Saudi Fisheries Company made a notable advance in 1994, when it started the Red Sea Shrimp Farm Project north of Jizan. One of the most modern in the world, it has a yearly capacity of 1,500 tons. The farm covers 10 square kilometres, with a water surface of more then 220 hectares. It produces P mouton, known as tiger prawn, and P indicus, or white shrimp. Both are native to the Red Sea. The company doesn't just work for profit. It also cares about the ecology. For removal of organic and other wastes, the outflow from the farm's rearing ponds is treated biologically-with no chemical or medical substances used. So the water drained back into the sea is ecologically safe. The rearing ponds-two metres deep and covering a hectare-are circular. The shape makes for smooth circulation, which keeps the water oxygenated. The circulation is achieved by a series of paddles. While the current generated by the devices carries away waste to the middle for drainage, fresh water is continuously admitted. Even so, the ponds' water is frequently monitored for purity.

The company plans more ventures like the Red Sea Shrimp Project.

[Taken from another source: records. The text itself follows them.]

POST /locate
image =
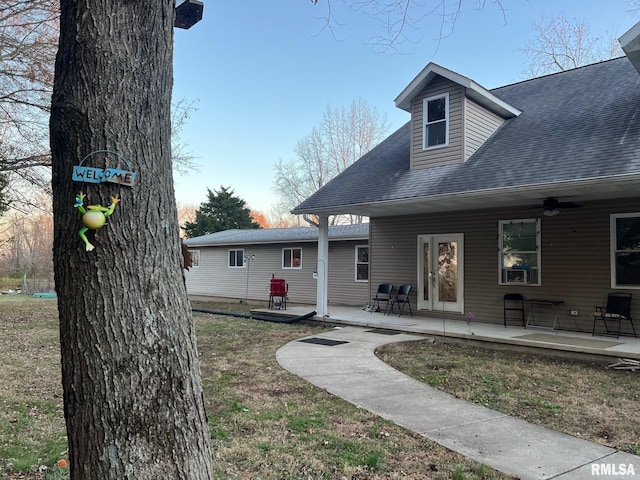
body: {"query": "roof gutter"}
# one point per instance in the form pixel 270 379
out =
pixel 593 184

One of its other objectives is promotion of collaboration with foreign companies in production and marketing. Having franchises in Saudi Arabia, it is looking for a franchise network abroad, initially in other Arab countries. Saudi Arabia has a comprehensive policy on marine conservation. Government regulations specify fishing gear to prevent random fishing, for example, and restrict the harvesting of rarer species. Accordingly, the Saudi Fisheries Company practices responsible exploitation of marine resources.